Updated

Former GOP presidential nominee Mitt Romney on Sunday accused President Obama of being “naïve” about Russian President Vladimir Putin's agenda and said he lacks the foresight to have prevented Putin from taking over a Ukraine peninsula.

"There's no question [about] the president's naiveté with regards to Russia," he said on CBS’ “Face the Nation.” “And his faulty judgment about Russia's intentions and objectives has led to a number of foreign policy challenges that we face.”

During Romney’s 2012 presidential race against Obama, the president criticized him for saying Russia -- not Al Qaeda -- was America's "number one geopolitical foe."

“This is not fantasy land,” Romney, also a former Massachusetts governor, said Sunday. “They are not our enemy but an adversary on the world stage.”

He also said the United States should have worked sooner with allies to make clear the penalties that Russia could have faced if it moved into Ukraine.

The political uprising in Ukraine started about three months ago and included citizens last month ousting their Moscow-backed president.

Russian troops began moving into the neighboring Crimea region of Ukraine about three weeks ago and on Thursday officially annexed Crimea.

“This shouldn’t have been a surprise,” Romney said, referring in part to unmarked Russian troops and military vehicles entering the region days before the takeover. “This had been prepared for some time.”

Romney acknowledged that more pre-emptive action had only the potential to prevent the invasion.

But he also blamed of Secretary of State John Kerry and former secretary Hillary Clinton, suggesting that the Obama administration’s so-called “reset” diplomacy was a mistake.

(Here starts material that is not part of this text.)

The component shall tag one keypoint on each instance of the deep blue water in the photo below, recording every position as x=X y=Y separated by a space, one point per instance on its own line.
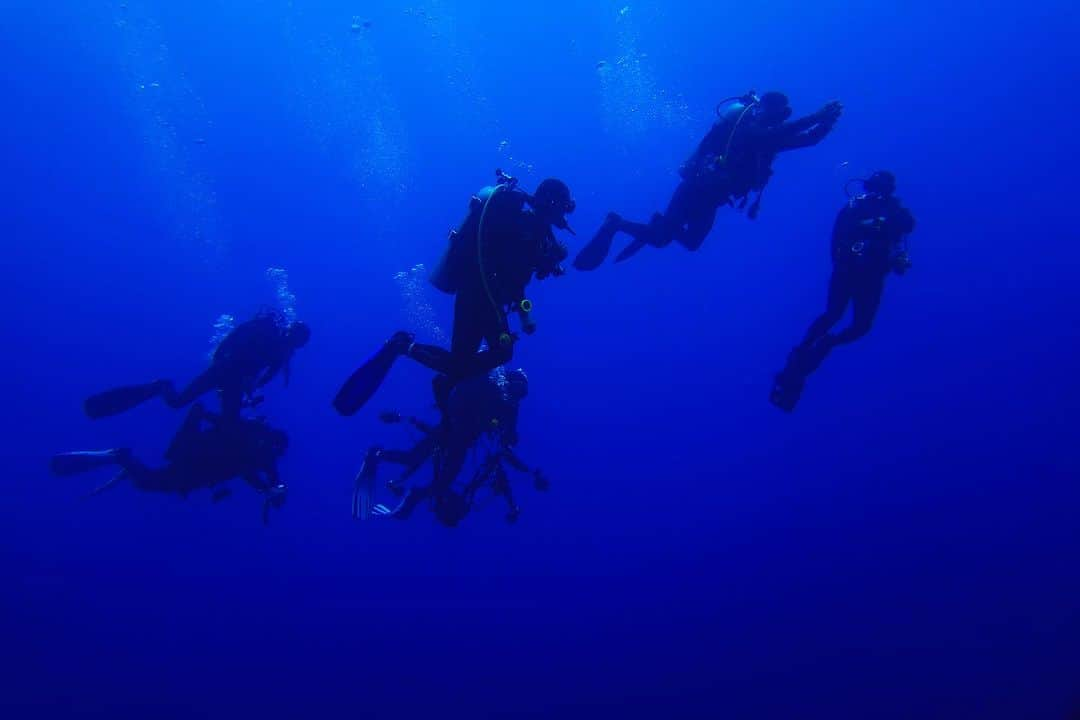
x=903 y=546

"They thought resetting relations with Russia, handing out gifts to Russia, would somehow make Russia change its objectives. Well, that certainly wasn't the case," Romney said. “Russia is not our friend.”

He also called for tougher sanctions against Russia, no cuts to the U.S. military budget and re-installing missile-defense systems in Poland and the Czech Republic. He called their removal in 2009 a “gift to Russia.”

The Associated Press contributed to this report.